The following piece, by ICBA Chief Economist Jock Finlayson and consulting economist Ken Peacock, was first published in Business in Vancouver on March 19, 2026.
The economic crisis gripping British Columbia’s forest industry shows no signs of easing. As the landlord and owner of the vast majority of forested land in the province as well as the regulator that largely determines how the industry operates, the provincial government is in the firing line as mills close and thousands of jobs disappear in the various segments of the sector – logging, wood products manufacturing, and pulp and paper production.
Whenever questions arise about the calamity unfolding in forestry, the Premier and his hapless Minister of Forests are quick to finger U.S. tariffs as the culprit. In reality, the unprecedented downturn in B.C.’s forestry sector has three main causes. American tariffs are one of them. Unfortunately, history teaches that there is little B.C. can do to influence the course of U.S. trade policy. The other two factors pummeling the industry are primarily “home-grown” problems that reflect decisions made in Victoria: (i) a stunning decline in the supply of fibre, and (ii) the emergence, over time, of an increasingly complex, costly, and ever-changing regulatory environment.

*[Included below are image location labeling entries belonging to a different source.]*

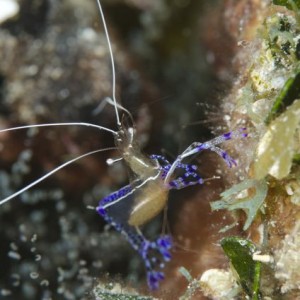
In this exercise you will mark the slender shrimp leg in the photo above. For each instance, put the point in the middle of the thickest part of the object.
(154, 253)
(197, 147)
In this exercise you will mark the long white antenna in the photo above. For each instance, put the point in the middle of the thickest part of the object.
(60, 124)
(112, 63)
(27, 187)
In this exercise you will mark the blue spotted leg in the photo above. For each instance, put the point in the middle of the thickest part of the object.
(117, 207)
(154, 253)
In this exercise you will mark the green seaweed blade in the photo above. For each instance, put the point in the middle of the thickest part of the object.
(240, 252)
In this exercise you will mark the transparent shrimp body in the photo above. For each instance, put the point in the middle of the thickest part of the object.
(147, 195)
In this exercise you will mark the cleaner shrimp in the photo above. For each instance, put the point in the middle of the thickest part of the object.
(153, 177)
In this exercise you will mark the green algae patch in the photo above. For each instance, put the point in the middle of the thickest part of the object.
(233, 199)
(240, 253)
(286, 97)
(276, 148)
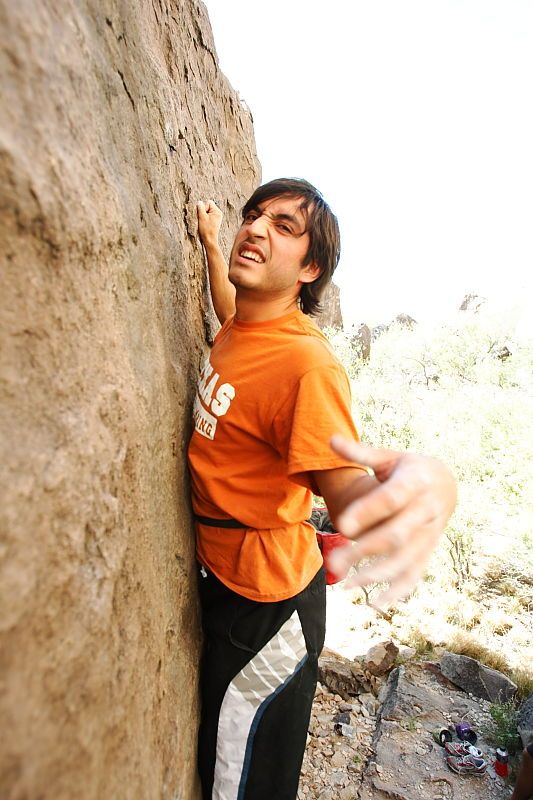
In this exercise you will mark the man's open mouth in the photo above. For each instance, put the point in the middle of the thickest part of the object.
(252, 255)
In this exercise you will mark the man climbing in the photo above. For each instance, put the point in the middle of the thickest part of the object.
(272, 401)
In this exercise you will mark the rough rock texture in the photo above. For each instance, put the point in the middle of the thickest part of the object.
(525, 721)
(115, 120)
(381, 657)
(407, 763)
(482, 681)
(346, 677)
(331, 315)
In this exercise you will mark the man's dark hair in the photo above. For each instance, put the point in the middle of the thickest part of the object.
(322, 226)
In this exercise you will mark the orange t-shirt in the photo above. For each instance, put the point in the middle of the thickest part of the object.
(270, 396)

Together, these trends have made British Columbia a virtual “no-go” zone in which to deploy capital across all parts of the forest industry supply chain.
B.C.’s softwood lumber exports to the U.S.— and other markets—have been grinding lower since 2016. By 2024, before Donald Trump returned to office, B.C.’s southbound softwood lumber exports had plunged by 42 per cent compared to 2016. The Trump-driven expansion of softwood tariffs contributed to a further 14 per cent y/y reduction last year.
From a broader Canadian perspective, the sharp downturn in lumber exports is unique to B.C. In the rest of Canada, softwood exports to the U.S. trended higher until last year, when they fell under the weight of increased American tariffs and sluggish U.S. housing starts. The relative stability and very modest decline of lumber exports from other provinces stand in stark contrast to the staggering drops in production volumes and exports in B.C. Pretending that mill closures, escalating job losses, and capital flight from the forest industry are due to U.S. tariffs conveniently ignores the role that political and policy choices in Victoria have played in the ongoing demise of what used to be British Columbia’s biggest export industry.
In addition to decrying the Trump Administration’s tariffs, recent spin from the Eby government has emphasized the importance of nurturing alternative markets for the province’s forest products. That makes sense. But the numbers indicate that diversification will be a hard road. Dire financial conditions in the industry, a shrinking fibre supply, and growing chaos and uncertainty on the land base owing to the NDP’s incompetently executed “reconciliation agenda” all suggest that building non-U.S. export markets will be neither quick nor easy. The same domestic policy choices that have made B.C. uncompetitive vis-à-vis other North American lumber producing regions have also hurt our ability to sell profitably to offshore markets.
Indeed, B.C.’s softwood lumber exports to all non-U.S. markets combined have plummeted since 2016. Specifically, wood products exports to China have collapsed by 80 per cent while shipments to Japan are down by more than 60 per cent from 2016 levels. There are a number of reasons for these pronounced declines in offshore shipments, but the poor “hosting conditions” for investment as well as logging activity and lumber production in B.C. are a central part of the explanation.
In 2025, the United States purchased 75 per cent of B.C. softwood exports. China accounted for 9.6 per cent and Japan for 6.8 per cent. Given the dominance of the U.S. market and the erosion of Asian demand for B.C. wood products, significantly moving the dial on diversification is a daunting prospect, particularly in the near-term. While the government is right to encourage market diversification, more pressing tasks for B.C.’s stumbling policymakers are to boost fibre supply and overhaul regulatory and administrative practices to reduce operating costs and narrow the competitiveness gaps that have opened up between B.C. and other North American producing jurisdictions.